How long does it take for prolotherapy to work?
While some patients may notice improvements during the first few prolotherapy injections, most patients experience complete results approximately six to eight weeks after the last injection. With that in mind, it typically takes between three and six months from the start of prolotherapy treatment before results fully kick in for most patients. The improvements from prolotherapy depend upon your body healing itself in response to the injection. As a result, progress will likely be gradual and not necessarily in a straight line. Your provider can provide more information on what to expect in the weeks and months after beginning prolotherapy treatment.
What is the success rate of prolotherapy?
Various studies have shown that prolotherapy injections are a highly effective way to treat a broad range of conditions, including Achilles tendinopathy, tennis elbow, knee osteoarthritis, and lower back pain, to name a few. According to these studies, approximately 80 to 90 percent of all patients experience greater than 50 percent pain reduction after completing prolotherapy treatment. As such, while we cannot guarantee complete success from prolotherapy treatment, you are much more likely than not to experience significant improvement with your pain condition!
Other conditions that prolotherapy has shown success in treating include the following:
- Arthritis of the fingers, hips, and knees
- Degenerative disc disease
- Joint dysfunction
- Muscle, ligament, or tendon problems, such as sprains or strains
- Tendonitis, and other repetitive strain injuries
For optimal results from prolotherapy, it is best to stay as active as possible without aggravating your condition and to closely follow all of the post-treatment instructions your provider gives you.

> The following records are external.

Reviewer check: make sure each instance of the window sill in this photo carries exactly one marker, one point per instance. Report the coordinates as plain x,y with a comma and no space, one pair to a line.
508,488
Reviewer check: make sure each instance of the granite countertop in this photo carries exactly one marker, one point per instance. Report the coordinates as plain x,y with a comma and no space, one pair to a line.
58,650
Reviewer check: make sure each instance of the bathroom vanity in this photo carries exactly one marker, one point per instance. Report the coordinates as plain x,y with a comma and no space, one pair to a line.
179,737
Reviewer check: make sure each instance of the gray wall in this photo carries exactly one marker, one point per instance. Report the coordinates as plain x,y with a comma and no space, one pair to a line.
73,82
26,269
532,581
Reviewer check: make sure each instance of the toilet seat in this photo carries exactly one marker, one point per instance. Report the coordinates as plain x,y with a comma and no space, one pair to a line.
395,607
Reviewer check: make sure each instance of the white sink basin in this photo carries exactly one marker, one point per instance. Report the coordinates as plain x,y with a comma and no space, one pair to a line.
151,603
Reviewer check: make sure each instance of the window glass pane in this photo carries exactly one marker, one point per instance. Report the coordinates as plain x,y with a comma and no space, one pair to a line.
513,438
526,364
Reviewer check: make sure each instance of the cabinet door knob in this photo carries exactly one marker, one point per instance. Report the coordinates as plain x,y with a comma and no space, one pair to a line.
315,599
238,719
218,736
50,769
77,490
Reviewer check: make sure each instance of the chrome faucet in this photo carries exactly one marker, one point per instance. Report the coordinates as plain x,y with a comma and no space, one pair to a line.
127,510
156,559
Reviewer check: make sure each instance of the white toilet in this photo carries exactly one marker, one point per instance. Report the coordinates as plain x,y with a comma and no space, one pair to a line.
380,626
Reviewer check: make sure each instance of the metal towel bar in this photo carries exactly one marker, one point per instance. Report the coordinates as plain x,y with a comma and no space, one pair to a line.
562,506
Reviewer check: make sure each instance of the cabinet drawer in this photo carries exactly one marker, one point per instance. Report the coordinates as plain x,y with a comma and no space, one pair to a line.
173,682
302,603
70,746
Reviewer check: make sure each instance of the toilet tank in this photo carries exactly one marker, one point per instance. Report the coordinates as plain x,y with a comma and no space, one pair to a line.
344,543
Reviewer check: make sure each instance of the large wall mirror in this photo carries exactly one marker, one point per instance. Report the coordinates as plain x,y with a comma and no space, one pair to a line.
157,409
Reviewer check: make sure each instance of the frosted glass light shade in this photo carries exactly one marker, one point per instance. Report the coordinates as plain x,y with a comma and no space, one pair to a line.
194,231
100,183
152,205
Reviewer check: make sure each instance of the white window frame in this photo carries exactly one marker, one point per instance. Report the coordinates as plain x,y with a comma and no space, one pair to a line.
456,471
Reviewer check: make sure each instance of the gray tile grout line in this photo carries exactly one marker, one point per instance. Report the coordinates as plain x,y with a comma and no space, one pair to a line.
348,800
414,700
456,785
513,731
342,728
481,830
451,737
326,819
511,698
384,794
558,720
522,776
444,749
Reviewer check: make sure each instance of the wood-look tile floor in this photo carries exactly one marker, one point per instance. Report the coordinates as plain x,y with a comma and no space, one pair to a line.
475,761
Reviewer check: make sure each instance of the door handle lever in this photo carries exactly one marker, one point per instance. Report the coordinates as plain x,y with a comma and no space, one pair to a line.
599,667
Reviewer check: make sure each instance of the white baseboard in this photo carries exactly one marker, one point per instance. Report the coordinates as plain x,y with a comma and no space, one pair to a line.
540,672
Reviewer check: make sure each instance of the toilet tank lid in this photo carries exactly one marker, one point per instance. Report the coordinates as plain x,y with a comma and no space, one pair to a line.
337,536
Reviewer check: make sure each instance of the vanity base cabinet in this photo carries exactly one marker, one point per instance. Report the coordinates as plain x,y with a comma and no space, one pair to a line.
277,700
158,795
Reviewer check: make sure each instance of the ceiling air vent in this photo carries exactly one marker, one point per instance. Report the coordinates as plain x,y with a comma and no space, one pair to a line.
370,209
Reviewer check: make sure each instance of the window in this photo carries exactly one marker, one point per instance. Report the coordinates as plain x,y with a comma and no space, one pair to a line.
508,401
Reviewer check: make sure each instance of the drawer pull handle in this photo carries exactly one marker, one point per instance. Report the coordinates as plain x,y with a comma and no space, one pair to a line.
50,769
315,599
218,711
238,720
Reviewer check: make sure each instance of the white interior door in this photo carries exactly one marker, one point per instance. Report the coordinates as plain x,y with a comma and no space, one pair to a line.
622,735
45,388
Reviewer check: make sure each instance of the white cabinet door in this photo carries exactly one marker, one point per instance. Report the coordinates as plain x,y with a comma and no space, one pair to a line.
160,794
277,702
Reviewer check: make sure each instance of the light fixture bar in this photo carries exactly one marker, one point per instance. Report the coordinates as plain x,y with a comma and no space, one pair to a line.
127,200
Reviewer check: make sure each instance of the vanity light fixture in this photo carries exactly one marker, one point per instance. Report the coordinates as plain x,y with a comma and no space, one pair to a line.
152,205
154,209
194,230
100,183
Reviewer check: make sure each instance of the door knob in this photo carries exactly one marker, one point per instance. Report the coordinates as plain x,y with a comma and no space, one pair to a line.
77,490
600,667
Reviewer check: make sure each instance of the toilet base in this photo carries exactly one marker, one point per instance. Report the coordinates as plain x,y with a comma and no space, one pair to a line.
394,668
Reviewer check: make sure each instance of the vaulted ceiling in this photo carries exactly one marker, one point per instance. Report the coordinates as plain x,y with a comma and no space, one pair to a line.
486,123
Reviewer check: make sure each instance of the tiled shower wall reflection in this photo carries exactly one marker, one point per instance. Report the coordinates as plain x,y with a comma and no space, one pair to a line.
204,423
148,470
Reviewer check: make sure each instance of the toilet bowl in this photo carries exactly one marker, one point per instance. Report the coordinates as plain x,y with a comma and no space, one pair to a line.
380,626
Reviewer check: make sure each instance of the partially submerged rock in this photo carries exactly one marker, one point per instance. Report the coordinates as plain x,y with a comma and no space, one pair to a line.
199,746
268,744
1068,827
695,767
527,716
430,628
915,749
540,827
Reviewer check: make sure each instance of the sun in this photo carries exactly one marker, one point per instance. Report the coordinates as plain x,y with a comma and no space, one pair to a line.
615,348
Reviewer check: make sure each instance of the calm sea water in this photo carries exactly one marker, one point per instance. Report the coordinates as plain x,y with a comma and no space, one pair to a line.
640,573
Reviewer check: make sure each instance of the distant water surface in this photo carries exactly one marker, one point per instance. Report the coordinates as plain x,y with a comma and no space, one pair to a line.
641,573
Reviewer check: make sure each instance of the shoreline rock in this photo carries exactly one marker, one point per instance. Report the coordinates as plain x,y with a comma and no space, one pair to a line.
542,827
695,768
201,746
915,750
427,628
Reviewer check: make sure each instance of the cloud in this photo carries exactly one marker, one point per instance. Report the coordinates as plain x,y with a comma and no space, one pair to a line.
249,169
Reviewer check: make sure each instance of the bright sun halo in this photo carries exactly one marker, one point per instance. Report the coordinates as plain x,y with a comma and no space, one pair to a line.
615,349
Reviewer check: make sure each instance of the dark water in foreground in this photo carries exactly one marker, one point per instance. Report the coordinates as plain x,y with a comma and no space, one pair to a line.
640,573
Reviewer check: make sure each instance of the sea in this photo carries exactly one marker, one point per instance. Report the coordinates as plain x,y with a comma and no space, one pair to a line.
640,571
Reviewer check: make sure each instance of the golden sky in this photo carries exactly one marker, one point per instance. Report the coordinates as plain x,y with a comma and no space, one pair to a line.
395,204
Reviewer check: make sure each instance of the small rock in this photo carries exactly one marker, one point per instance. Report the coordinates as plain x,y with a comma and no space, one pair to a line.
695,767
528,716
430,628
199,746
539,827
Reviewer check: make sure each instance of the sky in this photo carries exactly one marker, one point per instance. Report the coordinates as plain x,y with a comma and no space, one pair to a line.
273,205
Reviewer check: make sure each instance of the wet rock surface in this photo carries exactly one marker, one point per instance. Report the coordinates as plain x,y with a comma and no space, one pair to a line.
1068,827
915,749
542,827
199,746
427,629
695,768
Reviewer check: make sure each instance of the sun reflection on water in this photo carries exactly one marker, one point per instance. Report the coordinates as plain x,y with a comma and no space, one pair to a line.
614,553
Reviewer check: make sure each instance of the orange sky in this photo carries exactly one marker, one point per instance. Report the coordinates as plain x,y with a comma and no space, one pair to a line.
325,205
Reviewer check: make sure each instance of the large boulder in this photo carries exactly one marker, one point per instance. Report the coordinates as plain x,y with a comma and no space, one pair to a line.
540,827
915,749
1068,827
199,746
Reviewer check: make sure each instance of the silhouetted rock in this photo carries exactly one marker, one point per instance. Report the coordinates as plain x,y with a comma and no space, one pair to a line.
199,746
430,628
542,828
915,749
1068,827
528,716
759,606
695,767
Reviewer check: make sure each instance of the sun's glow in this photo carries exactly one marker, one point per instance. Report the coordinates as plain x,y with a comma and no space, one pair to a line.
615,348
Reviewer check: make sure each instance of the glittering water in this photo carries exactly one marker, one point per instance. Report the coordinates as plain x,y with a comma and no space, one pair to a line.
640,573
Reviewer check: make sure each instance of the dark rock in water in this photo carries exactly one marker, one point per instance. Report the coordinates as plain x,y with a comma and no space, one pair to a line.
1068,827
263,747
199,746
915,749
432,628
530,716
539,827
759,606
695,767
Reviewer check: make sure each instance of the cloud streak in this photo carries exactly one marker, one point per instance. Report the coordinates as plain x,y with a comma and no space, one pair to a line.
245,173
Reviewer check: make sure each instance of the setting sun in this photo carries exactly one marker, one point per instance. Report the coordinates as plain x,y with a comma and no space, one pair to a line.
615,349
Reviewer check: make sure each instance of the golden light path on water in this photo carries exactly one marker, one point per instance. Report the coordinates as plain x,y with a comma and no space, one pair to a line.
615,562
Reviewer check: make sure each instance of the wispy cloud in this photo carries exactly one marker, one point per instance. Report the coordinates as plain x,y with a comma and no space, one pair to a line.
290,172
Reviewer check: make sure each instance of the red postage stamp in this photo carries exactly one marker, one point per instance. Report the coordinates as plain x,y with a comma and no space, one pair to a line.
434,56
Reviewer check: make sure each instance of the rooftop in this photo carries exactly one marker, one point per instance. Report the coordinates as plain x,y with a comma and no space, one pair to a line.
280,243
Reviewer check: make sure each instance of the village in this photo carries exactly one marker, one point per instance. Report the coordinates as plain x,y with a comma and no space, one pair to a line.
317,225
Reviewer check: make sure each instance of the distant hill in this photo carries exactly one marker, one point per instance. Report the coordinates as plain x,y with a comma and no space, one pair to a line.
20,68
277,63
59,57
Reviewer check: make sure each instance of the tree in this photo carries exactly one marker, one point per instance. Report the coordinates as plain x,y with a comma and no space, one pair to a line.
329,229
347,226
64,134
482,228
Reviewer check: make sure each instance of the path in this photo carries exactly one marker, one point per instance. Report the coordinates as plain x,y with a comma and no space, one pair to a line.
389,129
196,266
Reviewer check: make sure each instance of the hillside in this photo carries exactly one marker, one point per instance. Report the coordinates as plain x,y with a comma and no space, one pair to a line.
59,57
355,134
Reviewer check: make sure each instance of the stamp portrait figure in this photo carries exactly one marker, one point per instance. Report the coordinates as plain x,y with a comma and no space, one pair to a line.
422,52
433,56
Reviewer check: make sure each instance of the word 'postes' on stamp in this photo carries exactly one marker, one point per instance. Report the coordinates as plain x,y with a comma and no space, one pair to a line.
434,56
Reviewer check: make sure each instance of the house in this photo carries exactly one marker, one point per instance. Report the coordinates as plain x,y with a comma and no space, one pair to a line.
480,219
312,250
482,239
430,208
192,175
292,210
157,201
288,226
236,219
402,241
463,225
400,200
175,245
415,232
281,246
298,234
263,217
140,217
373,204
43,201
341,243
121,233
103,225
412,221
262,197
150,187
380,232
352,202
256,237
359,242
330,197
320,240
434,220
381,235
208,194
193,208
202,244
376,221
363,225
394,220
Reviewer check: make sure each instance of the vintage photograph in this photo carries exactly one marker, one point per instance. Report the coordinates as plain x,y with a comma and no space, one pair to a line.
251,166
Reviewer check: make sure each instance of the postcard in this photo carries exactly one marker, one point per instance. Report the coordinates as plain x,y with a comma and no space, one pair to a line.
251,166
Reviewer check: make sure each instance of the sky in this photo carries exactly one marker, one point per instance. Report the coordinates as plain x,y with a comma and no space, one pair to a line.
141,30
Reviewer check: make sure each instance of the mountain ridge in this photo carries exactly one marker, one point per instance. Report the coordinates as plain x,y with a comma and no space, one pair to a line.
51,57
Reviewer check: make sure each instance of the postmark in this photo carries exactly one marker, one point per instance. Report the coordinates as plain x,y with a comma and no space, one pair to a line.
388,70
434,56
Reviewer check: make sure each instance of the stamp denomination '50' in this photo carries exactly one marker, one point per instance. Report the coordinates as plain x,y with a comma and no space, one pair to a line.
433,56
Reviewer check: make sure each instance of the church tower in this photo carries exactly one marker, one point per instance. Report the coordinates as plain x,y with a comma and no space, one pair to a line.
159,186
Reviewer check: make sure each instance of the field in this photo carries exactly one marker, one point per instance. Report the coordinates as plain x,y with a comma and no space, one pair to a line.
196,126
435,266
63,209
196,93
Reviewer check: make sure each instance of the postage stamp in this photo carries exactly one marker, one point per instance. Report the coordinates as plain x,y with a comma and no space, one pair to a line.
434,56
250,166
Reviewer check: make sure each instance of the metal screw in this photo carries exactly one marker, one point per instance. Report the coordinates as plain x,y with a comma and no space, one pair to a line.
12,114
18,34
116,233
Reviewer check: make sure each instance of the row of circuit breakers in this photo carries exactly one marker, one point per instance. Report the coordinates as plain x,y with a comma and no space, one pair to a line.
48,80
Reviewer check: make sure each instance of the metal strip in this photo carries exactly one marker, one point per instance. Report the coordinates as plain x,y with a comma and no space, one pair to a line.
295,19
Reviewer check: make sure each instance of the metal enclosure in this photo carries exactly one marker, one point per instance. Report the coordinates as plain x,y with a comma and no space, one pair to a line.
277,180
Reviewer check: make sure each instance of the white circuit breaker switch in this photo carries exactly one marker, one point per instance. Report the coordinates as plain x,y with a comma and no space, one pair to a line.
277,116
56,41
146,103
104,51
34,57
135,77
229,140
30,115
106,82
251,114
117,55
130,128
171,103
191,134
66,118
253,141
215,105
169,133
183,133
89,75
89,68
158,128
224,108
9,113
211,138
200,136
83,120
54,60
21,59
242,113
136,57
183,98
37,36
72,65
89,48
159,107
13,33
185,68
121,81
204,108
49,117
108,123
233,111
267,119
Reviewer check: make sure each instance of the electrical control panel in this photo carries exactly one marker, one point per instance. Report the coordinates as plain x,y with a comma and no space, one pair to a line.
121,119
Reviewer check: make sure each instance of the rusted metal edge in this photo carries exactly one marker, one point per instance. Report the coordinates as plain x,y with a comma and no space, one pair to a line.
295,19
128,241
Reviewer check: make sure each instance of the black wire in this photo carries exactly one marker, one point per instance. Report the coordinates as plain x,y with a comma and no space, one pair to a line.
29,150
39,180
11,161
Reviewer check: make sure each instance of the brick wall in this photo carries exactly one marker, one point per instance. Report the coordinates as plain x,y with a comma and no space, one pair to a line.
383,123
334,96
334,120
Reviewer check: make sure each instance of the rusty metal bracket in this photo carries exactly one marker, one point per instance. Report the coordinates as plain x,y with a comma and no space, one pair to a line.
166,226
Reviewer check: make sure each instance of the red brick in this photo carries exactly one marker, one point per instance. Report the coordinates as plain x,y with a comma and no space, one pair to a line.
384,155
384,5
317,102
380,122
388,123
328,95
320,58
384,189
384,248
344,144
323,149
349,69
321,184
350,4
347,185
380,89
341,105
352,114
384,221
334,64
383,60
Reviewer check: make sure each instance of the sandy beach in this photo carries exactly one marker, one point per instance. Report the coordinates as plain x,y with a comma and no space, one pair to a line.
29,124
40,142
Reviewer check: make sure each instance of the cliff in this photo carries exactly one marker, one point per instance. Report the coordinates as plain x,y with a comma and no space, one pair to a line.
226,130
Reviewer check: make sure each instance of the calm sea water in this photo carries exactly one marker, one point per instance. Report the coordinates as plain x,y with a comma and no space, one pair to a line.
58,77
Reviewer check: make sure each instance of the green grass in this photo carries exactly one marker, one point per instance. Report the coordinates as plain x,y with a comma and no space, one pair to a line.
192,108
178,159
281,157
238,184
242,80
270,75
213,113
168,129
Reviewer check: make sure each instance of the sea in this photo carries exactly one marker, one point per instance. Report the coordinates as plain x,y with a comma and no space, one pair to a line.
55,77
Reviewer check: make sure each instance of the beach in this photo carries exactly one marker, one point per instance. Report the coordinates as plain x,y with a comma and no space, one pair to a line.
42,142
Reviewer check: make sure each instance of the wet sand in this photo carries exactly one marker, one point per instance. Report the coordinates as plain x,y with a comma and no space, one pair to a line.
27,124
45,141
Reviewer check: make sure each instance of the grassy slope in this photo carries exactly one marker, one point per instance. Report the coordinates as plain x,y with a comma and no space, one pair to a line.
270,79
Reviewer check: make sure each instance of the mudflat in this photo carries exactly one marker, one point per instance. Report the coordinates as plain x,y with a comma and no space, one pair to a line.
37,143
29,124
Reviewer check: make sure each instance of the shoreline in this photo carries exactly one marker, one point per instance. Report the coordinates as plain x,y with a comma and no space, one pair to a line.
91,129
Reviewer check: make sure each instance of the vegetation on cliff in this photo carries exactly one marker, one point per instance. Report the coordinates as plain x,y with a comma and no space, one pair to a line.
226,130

How many prolotherapy treatments are needed?
The number of prolotherapy treatments needed for each patient varies according to the patient’s age, the cause and severity of their condition, and the length of time between the initial injury and when prolotherapy treatment is sought out. With that being said, the amount of prolotherapy treatments patients require ranges from three to six sessions that are spaced out weekly, biweekly, or monthly. Each session can involve anywhere from four to 15 injections in the treatment area in order for the most effective results to be achieved. After treatment, you may experience some stiffness and soreness around the injection site, for which your doctor can prescribe certain muscle relaxants or pain relief medication. The stiffness and soreness should subside within a couple of days.
What is in a prolotherapy injection?
Prolotherapy injections contain an irritant known as dextrose, which is a simple sugar that is chemically identical to glucose (blood sugar). Dextrose is injected into the treatment area where the injury or damage has occurred. While the solution is overall harmless, it causes an irritation in the treatment area, which stimulates your body’s innate healing response, which is to send proteins, amino acids, and nutrients in significant amounts to the treatment area to form new connective tissue. In this way, prolotherapy injections trick your body into healing itself when it has been insufficient in healing degenerated or damaged tissue on its own.